The researchers also analyzed their data to see whether Ung-nCas9-AID had off-target effects in E. coli, and found that no notable off-target events occurred at any of the 10 loci they sequenced. In the mammalian cells, the mutation rates in off-target sites by APOBEC-nCas9-Ung ranged from 2 percent to 3 percent. They also found that the average editing efficiency of C-to-A conversions by the GBE was 2.7 percent, suggesting that GBEs could be applied in scenarios in which one C needs to be edited in the context of other C bases.
According to Grünewald, there are several directions that CRISPR base transversion technology could now be taken. For example, in June, he was first author on a paper published in Nature Biotechnology describing a dual-deaminase CRISPR base editing platform that combined the abilities of ABEs and CBEs to allow for concurrent A-to-G and C-to-T edits. The potential of adding a CGBE to that dual deaminase platform is an idea "worth exploring," he said.
Grünewald also noted that the development of a C-to-A editor in mammalian cells could have useful applications in both medical and biotechnological scenarios.

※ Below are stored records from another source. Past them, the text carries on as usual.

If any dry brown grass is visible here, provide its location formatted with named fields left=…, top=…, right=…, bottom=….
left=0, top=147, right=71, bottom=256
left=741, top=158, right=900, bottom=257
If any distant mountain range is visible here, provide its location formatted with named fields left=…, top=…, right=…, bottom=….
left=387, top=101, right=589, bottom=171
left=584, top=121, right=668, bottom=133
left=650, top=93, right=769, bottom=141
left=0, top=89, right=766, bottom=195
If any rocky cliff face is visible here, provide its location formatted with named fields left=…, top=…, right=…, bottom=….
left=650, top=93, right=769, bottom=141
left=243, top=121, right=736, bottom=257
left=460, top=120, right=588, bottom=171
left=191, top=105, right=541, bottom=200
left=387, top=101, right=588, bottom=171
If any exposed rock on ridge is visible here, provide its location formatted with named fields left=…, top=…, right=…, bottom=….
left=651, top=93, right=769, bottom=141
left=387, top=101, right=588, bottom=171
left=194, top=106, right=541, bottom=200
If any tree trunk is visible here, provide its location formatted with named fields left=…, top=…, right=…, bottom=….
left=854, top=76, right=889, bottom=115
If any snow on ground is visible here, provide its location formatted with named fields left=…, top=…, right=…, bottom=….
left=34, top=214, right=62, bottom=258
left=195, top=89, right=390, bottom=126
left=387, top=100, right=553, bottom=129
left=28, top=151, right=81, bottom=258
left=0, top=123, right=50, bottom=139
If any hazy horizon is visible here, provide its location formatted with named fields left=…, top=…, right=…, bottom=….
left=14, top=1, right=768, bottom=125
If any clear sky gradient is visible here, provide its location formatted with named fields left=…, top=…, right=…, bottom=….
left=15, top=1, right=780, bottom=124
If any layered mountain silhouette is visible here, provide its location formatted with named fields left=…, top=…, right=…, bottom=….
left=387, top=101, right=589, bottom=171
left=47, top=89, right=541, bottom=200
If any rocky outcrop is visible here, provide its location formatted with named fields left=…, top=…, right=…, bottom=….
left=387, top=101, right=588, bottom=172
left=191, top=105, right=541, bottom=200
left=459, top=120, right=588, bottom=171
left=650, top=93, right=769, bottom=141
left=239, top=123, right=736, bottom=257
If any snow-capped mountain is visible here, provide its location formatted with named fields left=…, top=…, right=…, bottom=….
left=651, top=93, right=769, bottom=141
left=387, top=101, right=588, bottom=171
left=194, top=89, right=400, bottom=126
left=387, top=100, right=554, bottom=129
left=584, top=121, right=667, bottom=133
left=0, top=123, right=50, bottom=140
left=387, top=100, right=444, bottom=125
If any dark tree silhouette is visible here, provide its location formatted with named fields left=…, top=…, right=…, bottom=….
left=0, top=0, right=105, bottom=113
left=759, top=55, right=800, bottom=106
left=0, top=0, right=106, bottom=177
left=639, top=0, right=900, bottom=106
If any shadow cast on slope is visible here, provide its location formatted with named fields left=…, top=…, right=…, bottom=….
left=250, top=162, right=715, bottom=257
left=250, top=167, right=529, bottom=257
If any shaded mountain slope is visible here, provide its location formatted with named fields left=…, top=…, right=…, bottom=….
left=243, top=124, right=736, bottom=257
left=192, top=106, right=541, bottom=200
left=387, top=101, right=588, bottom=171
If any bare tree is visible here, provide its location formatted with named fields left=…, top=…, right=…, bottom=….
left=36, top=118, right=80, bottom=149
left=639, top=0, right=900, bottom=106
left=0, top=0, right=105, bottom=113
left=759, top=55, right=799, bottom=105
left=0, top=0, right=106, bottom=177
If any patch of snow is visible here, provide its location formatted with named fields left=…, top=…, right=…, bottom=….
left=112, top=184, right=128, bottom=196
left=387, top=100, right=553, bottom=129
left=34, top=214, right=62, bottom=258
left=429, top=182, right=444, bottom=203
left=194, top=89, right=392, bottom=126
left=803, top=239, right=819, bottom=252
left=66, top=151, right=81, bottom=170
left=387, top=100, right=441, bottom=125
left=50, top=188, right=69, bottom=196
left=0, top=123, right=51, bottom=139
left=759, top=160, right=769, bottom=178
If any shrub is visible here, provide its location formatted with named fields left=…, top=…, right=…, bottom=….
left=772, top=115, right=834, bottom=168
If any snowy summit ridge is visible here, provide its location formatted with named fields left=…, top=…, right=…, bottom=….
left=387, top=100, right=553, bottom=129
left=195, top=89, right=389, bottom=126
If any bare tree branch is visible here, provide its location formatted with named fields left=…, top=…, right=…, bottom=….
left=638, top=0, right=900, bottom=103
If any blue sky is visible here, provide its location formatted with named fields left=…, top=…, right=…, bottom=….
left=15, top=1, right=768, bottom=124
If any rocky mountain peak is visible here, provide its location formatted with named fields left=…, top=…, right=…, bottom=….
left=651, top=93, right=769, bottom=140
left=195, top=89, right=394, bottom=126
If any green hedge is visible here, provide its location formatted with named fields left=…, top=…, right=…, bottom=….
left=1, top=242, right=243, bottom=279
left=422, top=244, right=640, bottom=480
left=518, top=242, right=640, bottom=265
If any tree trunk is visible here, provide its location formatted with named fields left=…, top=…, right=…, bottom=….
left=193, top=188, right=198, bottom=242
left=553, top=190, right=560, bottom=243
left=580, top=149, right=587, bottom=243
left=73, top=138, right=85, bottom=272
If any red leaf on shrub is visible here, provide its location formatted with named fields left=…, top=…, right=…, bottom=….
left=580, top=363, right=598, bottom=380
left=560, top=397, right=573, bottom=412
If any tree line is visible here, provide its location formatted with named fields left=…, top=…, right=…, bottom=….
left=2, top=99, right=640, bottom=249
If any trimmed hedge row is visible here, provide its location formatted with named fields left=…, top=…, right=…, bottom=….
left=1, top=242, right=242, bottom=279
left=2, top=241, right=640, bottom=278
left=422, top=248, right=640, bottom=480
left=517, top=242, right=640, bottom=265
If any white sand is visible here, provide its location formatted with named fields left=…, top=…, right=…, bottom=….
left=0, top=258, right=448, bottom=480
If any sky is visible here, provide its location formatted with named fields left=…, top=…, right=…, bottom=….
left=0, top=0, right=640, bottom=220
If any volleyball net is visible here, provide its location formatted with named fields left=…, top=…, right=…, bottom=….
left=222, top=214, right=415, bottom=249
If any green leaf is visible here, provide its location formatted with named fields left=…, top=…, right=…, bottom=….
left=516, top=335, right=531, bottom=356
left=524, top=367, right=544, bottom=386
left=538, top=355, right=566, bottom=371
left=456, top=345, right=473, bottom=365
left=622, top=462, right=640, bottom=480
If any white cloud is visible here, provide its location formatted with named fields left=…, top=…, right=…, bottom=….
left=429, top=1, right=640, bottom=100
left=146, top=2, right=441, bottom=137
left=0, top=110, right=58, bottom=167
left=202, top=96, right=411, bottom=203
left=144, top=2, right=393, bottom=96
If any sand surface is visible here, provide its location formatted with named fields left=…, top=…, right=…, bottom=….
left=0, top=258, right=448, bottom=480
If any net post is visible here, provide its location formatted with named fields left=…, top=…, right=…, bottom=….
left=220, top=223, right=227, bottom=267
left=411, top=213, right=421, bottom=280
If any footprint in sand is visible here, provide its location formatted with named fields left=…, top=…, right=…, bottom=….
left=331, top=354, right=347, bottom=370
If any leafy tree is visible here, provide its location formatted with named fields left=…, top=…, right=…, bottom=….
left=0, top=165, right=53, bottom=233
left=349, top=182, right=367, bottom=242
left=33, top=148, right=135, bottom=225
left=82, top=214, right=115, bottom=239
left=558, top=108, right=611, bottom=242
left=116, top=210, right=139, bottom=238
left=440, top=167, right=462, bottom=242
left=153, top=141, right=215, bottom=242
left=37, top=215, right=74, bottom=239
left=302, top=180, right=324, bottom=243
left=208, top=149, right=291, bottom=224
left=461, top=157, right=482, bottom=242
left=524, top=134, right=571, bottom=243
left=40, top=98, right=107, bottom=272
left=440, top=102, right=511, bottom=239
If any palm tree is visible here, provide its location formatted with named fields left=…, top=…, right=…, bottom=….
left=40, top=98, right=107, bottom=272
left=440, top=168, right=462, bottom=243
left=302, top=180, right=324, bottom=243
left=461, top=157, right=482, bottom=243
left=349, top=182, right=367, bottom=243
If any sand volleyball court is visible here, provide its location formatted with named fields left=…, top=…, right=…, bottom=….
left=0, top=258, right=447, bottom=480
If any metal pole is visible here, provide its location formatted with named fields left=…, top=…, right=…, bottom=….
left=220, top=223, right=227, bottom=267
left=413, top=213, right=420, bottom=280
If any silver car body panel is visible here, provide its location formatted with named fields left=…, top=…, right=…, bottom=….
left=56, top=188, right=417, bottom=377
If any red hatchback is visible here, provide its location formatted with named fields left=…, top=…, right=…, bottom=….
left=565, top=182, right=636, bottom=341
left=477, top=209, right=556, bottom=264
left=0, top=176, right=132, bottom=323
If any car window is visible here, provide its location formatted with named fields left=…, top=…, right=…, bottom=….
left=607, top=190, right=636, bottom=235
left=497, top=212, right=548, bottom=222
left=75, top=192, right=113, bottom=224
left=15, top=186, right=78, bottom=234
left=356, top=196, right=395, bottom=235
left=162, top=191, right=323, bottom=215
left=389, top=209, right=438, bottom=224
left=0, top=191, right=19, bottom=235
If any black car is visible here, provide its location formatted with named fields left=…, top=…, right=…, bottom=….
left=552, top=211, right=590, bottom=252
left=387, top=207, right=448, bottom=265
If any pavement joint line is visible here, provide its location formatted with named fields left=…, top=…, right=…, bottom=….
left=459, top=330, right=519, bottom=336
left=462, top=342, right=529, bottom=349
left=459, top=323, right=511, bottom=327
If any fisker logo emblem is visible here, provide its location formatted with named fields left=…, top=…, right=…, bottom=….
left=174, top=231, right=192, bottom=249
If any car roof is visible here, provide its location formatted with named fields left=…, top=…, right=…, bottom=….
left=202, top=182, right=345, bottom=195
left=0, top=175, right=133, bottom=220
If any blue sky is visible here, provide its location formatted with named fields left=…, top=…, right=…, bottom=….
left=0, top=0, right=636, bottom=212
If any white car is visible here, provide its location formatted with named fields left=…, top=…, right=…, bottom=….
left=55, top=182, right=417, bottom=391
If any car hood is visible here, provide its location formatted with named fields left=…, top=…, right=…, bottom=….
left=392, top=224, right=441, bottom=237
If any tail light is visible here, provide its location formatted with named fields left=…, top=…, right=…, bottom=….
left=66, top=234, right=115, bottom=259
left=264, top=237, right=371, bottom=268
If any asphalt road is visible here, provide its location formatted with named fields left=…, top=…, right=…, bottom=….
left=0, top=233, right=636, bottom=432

"The next logical steps would be the development of more efficient CGBEs, as well as editors that unlock the remaining transversions. In principle, it would be desirable to have an entire suite of different base editors to specifically introduce any given type of single base substitution," he said, adding that some research teams may also want to focus on improving the efficiency of delivering base editors to cells and tissues in vivo.